For example if the original bases mask was y101,I8,I8,y101 but the run ended after the first index, then the updated bases mask would be y101,I8,n8,n101.

Generate the fastqs: run make_fastqs specifying the updated sample sheet and bases mask, e.g.:

auto_process.py make_fastqs \
     --sample-sheet=Samplesheet.8bp.csv \
     --use-bases-mask=y101,I8,n8,n101

Skip demultiplexing in `make_fastqs` stage

The demultiplexing can be skipped in one of two ways.

To process each lane without any demultiplexing, edit the sample sheet so that there is only one “sample” defined for each lane, and remove any barcode index sequence.

For example:

FCID,Lane,SampleID,SampleRef,Index,Description,Control,Recipe,Operator,SampleProject
FC1,1,Lane1,,,,,,,AllReads

Then update the bases mask so that the index sequences are either ignored or are collected as part of the reads.

For example, if the initial bases mask was y300,I8,I8,y300 then set this to y300,n8,n8,y300 to ignore them (in which case index sequences will be lost) or to e.g. y316,y300 (in which case the last 16 bases of each R1 read will be the index sequence).

Note that in either case, the index sequence will not appear in the header for each read.

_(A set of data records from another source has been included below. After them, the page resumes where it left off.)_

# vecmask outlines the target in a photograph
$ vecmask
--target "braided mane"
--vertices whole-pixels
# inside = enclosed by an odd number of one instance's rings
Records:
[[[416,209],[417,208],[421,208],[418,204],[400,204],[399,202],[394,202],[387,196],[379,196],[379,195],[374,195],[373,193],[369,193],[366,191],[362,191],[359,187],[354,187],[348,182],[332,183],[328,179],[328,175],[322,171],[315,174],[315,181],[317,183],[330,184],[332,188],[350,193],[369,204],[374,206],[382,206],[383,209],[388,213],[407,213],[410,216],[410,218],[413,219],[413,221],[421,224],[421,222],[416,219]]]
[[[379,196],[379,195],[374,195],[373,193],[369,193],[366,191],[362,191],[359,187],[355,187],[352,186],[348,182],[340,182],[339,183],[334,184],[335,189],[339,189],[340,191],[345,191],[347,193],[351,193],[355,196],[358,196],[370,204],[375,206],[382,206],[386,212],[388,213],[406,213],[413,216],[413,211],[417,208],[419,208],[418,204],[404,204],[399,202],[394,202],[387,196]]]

Alternatively a pseudo-demultiplexing approach can be used, by specifying a single “sample” in the sample sheet but this time including an appropriate length index sequence which cannot be matched:

FCID,Lane,SampleID,SampleRef,Index,Description,Control,Recipe,Operator,SampleProject
FC1,1,Lane1,,AAAAAAAA-AAAAAAAA,,,,,AllReads

Using this approach should put all the reads into the “undetermined” project; however this way the index sequences should still have been captured in the read headers.

Handling inline barcodes

Warning

Currently this is only implemented for single-ended Fastqs

In this situation the barcode index sequences are part of each read (e.g. the first five bases of the first read), so bcl2fastq’s standard demultiplexing process can’t be used.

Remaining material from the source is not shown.